Religious Right activists say they’re fighting to save religious liberty in America from the gay rights movement, but many of the same leaders are happy to partner with the most religiously repressive regimes in order to resist advances toward LGBT equality around the world.
Consider Monday’s “Uniting Nations for a Family Friendly World” event at the United Nations. It was sponsored by anti-gay and anti-choice groups like the Center for Family and Human Rights (C-Fam, formerly known as the Catholic Family and Human Rights Institute) and Family Watch International, which work to keep LGBT-friendly language out of international documents and agreements. Their cosponsors included the 25 countries that make up the Group of Friends of the Family (GoFF), a coalition of UN member states created last year to “reaffirm that the family is the natural and fundamental group unit of society and is entitled to protection by society and the State.”
Among the freedom-loving members of GoFF whose representatives spoke at Monday’s “high-level event” was Iran, which the U.S. Commission for International Religious Freedom has just accused of seeking to “eradicate” the country’s Baha’is.

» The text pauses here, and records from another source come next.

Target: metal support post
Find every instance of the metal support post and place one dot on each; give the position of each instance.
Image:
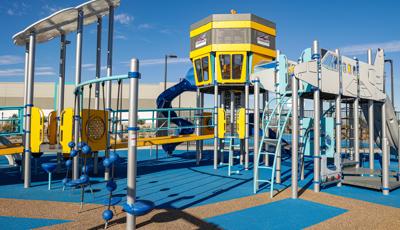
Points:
(246, 140)
(295, 136)
(215, 125)
(371, 127)
(197, 121)
(61, 87)
(132, 140)
(317, 127)
(78, 72)
(28, 109)
(109, 83)
(256, 126)
(385, 154)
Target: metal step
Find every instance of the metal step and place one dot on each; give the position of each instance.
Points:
(267, 153)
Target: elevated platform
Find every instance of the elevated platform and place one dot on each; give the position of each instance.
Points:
(366, 178)
(149, 141)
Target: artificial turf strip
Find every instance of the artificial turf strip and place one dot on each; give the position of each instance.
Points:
(15, 223)
(283, 214)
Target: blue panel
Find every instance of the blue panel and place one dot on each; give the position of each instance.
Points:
(283, 214)
(327, 136)
(27, 223)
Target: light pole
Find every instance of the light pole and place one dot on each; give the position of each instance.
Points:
(166, 68)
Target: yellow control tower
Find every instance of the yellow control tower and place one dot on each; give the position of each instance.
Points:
(226, 47)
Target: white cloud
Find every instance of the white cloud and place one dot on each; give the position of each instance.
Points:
(145, 26)
(120, 37)
(123, 18)
(388, 47)
(10, 59)
(16, 72)
(159, 61)
(92, 67)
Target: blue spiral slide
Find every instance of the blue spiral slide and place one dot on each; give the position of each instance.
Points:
(164, 100)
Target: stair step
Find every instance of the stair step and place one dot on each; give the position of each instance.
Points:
(267, 153)
(268, 181)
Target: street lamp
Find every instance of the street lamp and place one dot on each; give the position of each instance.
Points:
(166, 68)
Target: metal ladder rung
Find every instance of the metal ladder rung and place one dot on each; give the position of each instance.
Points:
(267, 153)
(268, 181)
(265, 167)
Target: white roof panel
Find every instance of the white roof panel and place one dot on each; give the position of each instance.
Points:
(64, 21)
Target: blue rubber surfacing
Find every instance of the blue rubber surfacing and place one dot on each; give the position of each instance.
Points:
(16, 223)
(283, 214)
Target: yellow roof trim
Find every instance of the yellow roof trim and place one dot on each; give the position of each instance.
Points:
(233, 24)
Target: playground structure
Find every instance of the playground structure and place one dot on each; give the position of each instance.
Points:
(234, 56)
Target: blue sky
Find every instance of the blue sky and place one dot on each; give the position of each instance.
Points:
(150, 29)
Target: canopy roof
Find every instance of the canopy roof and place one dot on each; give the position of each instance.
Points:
(65, 21)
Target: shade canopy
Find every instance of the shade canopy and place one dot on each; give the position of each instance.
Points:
(65, 21)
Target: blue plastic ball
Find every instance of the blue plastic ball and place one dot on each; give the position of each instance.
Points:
(65, 180)
(81, 144)
(68, 163)
(71, 144)
(74, 153)
(107, 215)
(114, 157)
(86, 149)
(84, 178)
(111, 186)
(107, 162)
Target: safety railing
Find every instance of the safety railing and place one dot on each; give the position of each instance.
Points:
(153, 121)
(11, 120)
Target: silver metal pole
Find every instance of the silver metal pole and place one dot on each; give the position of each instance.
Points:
(222, 104)
(295, 136)
(215, 125)
(371, 126)
(132, 140)
(385, 154)
(317, 127)
(302, 133)
(78, 72)
(97, 89)
(246, 140)
(356, 116)
(109, 83)
(256, 127)
(61, 87)
(26, 73)
(28, 108)
(98, 61)
(197, 130)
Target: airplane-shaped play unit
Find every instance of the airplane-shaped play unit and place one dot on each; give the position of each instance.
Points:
(327, 77)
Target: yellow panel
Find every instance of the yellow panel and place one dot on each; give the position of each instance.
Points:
(37, 129)
(201, 51)
(244, 68)
(233, 24)
(258, 59)
(221, 123)
(207, 120)
(66, 127)
(200, 30)
(94, 128)
(52, 128)
(210, 74)
(15, 149)
(241, 123)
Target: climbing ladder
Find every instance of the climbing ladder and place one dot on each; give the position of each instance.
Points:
(230, 147)
(275, 121)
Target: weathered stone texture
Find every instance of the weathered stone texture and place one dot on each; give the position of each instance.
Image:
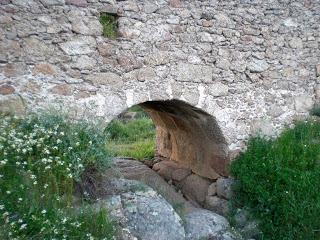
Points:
(238, 61)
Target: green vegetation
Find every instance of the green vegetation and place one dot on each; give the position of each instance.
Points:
(42, 158)
(279, 182)
(132, 138)
(315, 111)
(109, 24)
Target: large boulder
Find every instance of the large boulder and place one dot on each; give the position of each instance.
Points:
(204, 224)
(143, 213)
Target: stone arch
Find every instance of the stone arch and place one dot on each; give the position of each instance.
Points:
(189, 136)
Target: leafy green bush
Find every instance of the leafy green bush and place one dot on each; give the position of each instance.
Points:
(279, 181)
(109, 24)
(41, 159)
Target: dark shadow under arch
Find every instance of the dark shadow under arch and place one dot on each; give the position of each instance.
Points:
(189, 136)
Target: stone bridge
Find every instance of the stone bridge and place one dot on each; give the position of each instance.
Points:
(210, 73)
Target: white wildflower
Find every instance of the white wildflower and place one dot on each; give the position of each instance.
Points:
(23, 226)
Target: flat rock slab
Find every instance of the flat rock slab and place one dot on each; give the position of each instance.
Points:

In fact, there’s a lot of overlap between GoFF members and countries identified by the Commission, currently chaired* by social conservative strategist Robert George, as the worst in the world for religious freedom: Saudi Arabia, Sudan, Russia, Turkmenistan, Tajikistan, Malaysia, Egypt, and Iraq. Also included in GoFF are countries where anti-LGBT religious and political leaders have been generating hostility and threatening the lives and freedoms of LGBT people, including Nigeria, Uganda, Indonesia, and Kyrgyzstan.